Who is left holding the bag for the estimated $300m in art damages caused by Superstorm Sandy in 2012? That question is being debated in three separate lawsuits in New York state court. Insurance companies are suing Christie’s Fine Art Storage Services (CFASS), a subsidiary of the auction house which runs a warehouse in Brooklyn that was flooded when Sandy struck.
Whether some of the contested $12m losses to art stored in the Brooklyn facility ultimately fall on CFASS or the insurers may hinge on the appeal of the one case decided so far: the lower court ruled that the insurers had no right to sue the storage firm.
The insurers want to recover the sums they paid after the storm to the Leroy Neiman Foundation, Madison Avenue’s Chowaiki gallery and the trust in the name of Jacqueline Piatigorsky, the wife of the cellist Gregor. All three stored works of art at the Brooklyn warehouse. The insurers are arguing that the facility should be liable because it failed to move works off the ground floor or to elevate them, despite warnings that Sandy would be “the storm of the century”.
An insurer can stand in the shoes of a policyholder in an action called subrogation and sue the wrongdoer to recover money it paid under its insurance policy.
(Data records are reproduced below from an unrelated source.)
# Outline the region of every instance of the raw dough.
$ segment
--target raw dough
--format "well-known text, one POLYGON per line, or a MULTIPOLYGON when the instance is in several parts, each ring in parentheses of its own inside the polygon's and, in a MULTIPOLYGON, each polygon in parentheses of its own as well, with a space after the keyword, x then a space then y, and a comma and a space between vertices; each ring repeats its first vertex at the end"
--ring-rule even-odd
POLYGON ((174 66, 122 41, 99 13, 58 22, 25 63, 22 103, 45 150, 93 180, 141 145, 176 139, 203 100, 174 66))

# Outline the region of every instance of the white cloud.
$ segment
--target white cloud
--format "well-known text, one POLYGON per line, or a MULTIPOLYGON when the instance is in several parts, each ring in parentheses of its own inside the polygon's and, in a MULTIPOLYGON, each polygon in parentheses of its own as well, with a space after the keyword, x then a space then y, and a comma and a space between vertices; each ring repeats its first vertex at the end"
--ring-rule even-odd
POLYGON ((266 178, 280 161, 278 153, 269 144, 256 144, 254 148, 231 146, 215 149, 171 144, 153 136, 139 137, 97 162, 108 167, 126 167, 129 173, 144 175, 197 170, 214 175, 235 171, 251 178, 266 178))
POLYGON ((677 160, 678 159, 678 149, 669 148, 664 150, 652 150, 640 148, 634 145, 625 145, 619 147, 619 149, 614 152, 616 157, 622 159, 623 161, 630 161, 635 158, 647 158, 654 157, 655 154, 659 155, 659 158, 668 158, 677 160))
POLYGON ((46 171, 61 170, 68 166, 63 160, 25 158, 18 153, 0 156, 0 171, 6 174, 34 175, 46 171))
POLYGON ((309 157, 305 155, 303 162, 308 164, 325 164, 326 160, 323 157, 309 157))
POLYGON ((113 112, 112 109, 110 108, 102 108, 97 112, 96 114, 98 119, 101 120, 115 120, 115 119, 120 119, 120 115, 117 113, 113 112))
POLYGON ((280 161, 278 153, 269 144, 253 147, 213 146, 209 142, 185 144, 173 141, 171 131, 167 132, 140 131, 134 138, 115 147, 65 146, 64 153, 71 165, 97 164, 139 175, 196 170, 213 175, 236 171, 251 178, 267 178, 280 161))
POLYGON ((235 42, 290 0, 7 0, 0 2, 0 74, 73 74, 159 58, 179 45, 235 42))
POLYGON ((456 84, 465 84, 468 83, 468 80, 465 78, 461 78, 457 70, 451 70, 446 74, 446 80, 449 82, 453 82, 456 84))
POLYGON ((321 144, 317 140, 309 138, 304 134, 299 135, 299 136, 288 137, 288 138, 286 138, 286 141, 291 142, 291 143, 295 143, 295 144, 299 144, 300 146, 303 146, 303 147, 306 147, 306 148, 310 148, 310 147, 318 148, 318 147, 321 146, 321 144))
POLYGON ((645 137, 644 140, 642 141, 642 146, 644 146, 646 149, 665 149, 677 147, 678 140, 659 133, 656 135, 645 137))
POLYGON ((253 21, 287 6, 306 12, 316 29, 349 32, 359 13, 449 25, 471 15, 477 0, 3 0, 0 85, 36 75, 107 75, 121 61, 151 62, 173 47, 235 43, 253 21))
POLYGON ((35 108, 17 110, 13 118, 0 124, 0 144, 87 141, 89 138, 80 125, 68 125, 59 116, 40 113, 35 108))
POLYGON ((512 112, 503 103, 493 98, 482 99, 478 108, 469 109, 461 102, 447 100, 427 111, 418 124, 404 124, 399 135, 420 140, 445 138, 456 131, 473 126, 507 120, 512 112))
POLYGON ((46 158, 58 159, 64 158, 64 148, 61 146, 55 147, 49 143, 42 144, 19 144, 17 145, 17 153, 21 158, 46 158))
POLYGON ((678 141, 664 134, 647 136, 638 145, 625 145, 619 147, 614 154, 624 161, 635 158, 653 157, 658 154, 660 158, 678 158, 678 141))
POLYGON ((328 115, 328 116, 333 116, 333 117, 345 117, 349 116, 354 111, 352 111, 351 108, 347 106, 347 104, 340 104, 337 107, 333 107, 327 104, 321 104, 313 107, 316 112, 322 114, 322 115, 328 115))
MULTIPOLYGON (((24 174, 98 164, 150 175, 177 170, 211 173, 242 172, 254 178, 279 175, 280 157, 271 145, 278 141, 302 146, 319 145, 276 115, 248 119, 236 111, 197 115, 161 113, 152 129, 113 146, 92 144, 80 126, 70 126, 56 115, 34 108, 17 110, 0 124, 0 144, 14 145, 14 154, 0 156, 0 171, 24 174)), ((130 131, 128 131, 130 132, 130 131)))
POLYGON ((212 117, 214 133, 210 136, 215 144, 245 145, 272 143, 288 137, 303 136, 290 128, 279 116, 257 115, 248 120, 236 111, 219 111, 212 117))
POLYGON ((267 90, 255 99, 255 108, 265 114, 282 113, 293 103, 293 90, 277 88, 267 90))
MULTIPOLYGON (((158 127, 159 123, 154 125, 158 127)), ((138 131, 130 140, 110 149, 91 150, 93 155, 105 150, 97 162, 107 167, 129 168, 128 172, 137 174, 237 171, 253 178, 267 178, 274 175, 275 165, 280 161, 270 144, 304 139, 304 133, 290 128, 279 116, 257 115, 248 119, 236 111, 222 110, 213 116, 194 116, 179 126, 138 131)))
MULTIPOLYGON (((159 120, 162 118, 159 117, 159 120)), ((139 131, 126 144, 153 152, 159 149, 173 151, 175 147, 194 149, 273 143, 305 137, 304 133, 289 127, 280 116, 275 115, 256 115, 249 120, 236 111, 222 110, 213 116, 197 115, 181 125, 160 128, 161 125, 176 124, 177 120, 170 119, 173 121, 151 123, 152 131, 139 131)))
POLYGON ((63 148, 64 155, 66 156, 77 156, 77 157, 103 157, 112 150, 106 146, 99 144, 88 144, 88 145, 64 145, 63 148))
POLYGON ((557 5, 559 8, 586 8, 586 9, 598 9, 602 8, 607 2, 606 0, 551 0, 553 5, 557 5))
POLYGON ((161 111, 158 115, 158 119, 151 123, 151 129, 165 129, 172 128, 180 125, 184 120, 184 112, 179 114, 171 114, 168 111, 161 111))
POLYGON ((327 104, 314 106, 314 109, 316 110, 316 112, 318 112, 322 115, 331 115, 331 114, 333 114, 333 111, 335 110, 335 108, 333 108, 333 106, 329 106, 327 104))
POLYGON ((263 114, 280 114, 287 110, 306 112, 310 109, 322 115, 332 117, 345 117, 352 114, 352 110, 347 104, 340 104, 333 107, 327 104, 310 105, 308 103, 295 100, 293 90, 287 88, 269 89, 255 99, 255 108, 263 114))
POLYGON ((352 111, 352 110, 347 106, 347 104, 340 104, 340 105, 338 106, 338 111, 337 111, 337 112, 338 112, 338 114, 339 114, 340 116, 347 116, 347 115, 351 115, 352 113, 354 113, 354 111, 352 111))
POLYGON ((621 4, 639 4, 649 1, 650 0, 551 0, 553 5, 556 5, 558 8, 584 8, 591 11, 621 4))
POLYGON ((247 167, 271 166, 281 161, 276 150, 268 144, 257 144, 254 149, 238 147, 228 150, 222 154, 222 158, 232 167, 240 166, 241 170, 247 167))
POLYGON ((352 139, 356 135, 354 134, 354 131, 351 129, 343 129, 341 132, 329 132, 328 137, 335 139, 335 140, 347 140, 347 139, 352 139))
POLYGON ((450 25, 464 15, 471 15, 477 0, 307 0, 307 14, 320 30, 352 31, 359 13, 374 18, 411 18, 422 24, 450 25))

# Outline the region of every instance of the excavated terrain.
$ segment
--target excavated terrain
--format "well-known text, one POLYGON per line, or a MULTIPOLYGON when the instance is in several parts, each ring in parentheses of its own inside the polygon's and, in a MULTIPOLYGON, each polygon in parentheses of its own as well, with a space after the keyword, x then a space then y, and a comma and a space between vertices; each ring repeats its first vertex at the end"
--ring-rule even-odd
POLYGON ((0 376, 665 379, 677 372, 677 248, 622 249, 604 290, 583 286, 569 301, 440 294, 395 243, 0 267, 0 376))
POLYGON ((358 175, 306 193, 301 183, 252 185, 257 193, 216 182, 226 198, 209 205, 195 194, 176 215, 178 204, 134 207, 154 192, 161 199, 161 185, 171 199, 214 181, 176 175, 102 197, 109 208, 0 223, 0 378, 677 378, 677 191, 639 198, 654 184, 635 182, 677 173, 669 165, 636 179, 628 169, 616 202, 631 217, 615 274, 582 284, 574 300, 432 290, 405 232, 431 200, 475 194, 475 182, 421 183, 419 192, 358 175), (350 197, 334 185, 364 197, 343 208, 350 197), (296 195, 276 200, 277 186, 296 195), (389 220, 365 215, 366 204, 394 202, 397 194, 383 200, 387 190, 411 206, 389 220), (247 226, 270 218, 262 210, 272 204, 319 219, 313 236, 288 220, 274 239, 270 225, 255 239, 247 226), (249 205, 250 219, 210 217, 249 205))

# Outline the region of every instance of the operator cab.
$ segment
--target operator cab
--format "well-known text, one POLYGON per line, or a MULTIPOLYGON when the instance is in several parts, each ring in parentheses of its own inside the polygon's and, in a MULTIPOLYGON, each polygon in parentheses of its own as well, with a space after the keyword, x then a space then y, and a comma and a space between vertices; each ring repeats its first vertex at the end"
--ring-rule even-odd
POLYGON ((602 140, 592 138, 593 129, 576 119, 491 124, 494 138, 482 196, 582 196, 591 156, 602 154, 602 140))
But in a decision issued last September, Judge Saliann Scarpulla ruled that XL Specialty Insurance could not sue CFASS. She dismissed the lawsuit because XL’s policyholder, the Chowaiki gallery, signed a storage contract with the storage firm that included a clause waiving XL’s right of subrogation. Chowaiki may have violated its insurance policy, which did not permit it to waive XL’s right to sue. But the court said that this matter between the insurer and the policyholder was not its concern. XL is now working on its motion asking the appellate court to overturn that decision, says its attorney Eliot Greenberg of Rosner, Nocera & Ragone, who declined to comment further.
The storage firm has also moved to dismiss two other cases—brought by StarNet Insurance and Axa Art Insurance—arguing its contracts with the Piatigorsky trust and Neiman Foundation have the same clause waiving the right of subrogation. None of the lawyers in those cases responded to our inquiries.
“Waiver clauses are common in this kind of situation…the parties are free to shift the loss to the insurer,” says Alan Lyons, the head of Herrick Feinstein’s insurance group.
If the allegations against CFASS are true, they are damning. Its warehouse is located in an area in Brooklyn that government authorities identified in advance of Sandy’s arrival as having the greatest risk of flooding. Constant news coverage preceding the storm and the governor’s declaration of a State of Emergency before Sandy hit should have alerted CFASS that the storm was likely to have a severe impact, the insurers say. Court papers quote an email CFASS sent its clients outlining the precautions it intended to take to safeguard the art in its care. These included checking property on the first floor “to ensure all items are raised off the floor” and adding that “empty rooms on upper floors…can house property if property movement is required”.
But the insurers say CFASS “never took any precautions”, to quote XL’s complaint. CFASS declined to comment on the ongoing litigation. However, in 2013, a spokeswoman told The Art Newspaper that Superstorm Sandy had caused damage at its Brooklyn facility “because the surge was not expected”.
If the decision in favour of the storage company is upheld, there is a “moral hazard” because it allows a warehouse owners to say “we can be negligent…we can’t be bothered” to adequately protect the art in our care, says art lawyer John Cahill, who is involved in an unrelated dispute with CFASS.